Berlin - Nach 18 Banküberfällen klickten an einer Postbankfiliale in Pankow die Handschellen: Sechs Jahre lang waren die Brüder Frank und Ralf L. als Räuber-Duo unterwegs. Die 52 und 49 Jahre alten Männer hatten insgesamt rund eine Million Euro erbeutet. „Das Geld ist verspielt“, sagte der Jüngere am Mittwoch vor dem Landgericht.

Sie führten ein Doppelleben. „Wir hatten 1992 eine Gaststätte gekauft", sagte der Jüngere.“ Mit dem Landgasthof in Mecklenburg aber hätten sie nicht genug verdient, um Schulden, Glücksspiel und ihren Kokainkonsum zu schultern.
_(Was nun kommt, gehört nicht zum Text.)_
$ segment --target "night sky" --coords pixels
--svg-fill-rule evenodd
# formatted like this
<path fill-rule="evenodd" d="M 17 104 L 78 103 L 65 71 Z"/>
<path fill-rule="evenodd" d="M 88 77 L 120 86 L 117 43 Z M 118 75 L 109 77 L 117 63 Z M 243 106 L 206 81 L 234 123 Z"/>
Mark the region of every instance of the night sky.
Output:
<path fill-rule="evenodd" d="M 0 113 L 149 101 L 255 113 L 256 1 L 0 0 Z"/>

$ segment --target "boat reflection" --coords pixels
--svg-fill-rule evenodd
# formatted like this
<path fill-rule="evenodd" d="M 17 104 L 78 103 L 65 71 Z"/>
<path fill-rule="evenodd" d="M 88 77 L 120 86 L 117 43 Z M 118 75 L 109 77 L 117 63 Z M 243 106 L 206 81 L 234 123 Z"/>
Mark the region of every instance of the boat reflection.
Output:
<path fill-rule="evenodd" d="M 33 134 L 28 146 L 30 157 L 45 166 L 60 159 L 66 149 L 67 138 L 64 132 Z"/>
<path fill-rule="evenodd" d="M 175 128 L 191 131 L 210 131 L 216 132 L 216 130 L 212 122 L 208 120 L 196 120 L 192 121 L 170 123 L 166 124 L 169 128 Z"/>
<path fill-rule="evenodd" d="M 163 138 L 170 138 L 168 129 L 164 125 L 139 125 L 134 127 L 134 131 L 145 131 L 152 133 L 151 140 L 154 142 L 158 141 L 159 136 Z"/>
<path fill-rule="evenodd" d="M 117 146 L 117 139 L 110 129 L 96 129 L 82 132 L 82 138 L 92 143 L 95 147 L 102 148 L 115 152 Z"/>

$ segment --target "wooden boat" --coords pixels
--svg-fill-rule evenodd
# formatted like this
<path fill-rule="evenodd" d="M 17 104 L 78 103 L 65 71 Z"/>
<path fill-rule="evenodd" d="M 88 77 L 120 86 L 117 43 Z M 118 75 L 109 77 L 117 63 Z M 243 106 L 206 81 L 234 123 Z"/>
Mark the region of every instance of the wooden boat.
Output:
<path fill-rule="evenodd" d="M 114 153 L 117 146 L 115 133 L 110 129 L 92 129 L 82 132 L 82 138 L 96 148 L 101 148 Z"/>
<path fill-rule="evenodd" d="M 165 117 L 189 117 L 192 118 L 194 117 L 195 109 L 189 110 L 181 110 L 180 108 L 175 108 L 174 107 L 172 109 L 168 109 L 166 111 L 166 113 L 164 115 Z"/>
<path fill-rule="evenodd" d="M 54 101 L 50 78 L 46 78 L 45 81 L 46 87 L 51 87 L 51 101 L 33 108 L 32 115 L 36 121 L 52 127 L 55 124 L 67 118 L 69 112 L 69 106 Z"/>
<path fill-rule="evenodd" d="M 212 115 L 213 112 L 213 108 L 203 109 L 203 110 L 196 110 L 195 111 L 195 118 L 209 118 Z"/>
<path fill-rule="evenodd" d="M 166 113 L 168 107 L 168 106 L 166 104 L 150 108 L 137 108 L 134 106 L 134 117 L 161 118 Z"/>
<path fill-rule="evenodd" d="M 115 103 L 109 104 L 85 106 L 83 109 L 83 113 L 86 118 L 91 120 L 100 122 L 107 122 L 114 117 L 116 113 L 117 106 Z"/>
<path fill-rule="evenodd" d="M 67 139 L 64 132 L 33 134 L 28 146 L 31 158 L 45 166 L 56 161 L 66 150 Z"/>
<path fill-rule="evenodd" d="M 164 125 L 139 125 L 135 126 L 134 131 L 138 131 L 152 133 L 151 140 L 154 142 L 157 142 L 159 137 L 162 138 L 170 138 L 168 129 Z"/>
Als Bekannte nichts mehr gaben, setzten sie auf Raub. „Eigentlich sollte nach dem ersten Überfall Schluss sein, wir sind ja nicht doof“, sagte Ralf L. und schluchzte.

Von 2006 bis Ende 2012 hatten sie 15 Mal Postbankfilialen in Berlin und dreimal in Brandenburg überfallen. Sie kamen verkleidet als Handwerker oder Reinigungskräfte kurz vor Geschäftsbeginn oder zum Feierabend, drängten Mitarbeiter in die Filiale und erzwangen unter Drohungen die Öffnung der Tresore. Im März wollte das Duo zum 19. Mal rauben. Die Polizei aber war schneller. Der Prozess geht am Freitag weiter. K.G.